Detecting high-risk scenarios before they are upgraded is one of the core motivations for developing artificial intelligence (AI) for secure applications. With AI, operators deploying monitoring solutions can go beyond simple monitoring scope, so as to use each video frame and available data to identify threats and notify emergency response. Artificial intelligence is still an emerging technology. However, the benefits of its functions are designed to minimize risk, prevent crime and save lives.

In the past, video recordings were saved for a short time before they were overwritten. Today, various parts of artificial intelligence (such as video analysis, machine learning and deep learning) use a large amount of data generated by the Internet of things ecosystem to distinguish meaningful patterns in the data set, and then turn them into insights, so as to strengthen the world of crime deterrence strategies everywhere. This technology looks at data from a holistic perspective, connecting various data points to describe what is happening, so as to quickly identify high-risk situations before problems escalate.

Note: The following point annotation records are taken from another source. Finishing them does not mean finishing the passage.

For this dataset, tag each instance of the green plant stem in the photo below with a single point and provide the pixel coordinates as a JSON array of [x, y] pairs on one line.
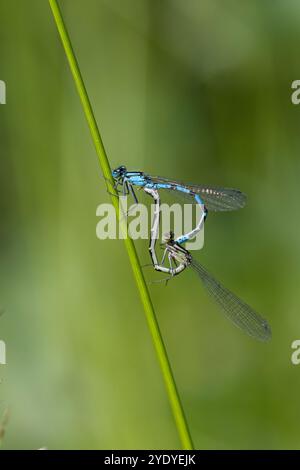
[[173, 395]]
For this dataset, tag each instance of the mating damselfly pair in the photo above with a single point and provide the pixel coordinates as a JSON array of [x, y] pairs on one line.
[[176, 258]]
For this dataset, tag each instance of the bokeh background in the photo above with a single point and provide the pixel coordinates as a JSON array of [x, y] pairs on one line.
[[196, 90]]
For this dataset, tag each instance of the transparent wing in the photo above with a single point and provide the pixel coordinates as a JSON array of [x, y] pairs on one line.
[[241, 314], [215, 199]]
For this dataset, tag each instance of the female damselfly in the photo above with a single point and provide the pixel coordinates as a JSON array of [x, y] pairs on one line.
[[240, 313]]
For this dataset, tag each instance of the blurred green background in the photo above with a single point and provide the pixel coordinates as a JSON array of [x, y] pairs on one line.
[[196, 90]]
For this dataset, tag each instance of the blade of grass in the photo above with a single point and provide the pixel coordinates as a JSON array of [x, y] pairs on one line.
[[173, 395]]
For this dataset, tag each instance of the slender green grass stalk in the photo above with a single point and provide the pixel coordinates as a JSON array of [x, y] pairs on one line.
[[173, 395]]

According to the data of London based brandessence market research, the overall global real-time video analysis market is estimated to be $3.2 billion in 2018, and is expected to grow to $9billion by 2023. AI is no longer just a buzzword or trend. It has become an integral part of our growing data field.

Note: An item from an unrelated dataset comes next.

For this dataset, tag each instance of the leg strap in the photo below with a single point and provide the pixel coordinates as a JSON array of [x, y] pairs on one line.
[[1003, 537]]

Contrary to popular belief, AI is not the exclusive property of development giants such as Google, Amazon or apple. They mainly use AI to optimize voice and image recognition and content management. Growing physical security issues have also been a catalyst for the steady growth of AI.

AI based video analytics can also improve efficiency and provide enterprises with non security related insights. For example, in the retail market, store owners who use surveillance cameras with analysis function can find shoplifters and remind security personnel to intervene in real time. In store analysis can also measure hot spots, visitor flow, stay time and product display activities. Smart cities also use intelligent sensor networks to capture data, organize system response to events when events occur, and improve traffic flow and other processes.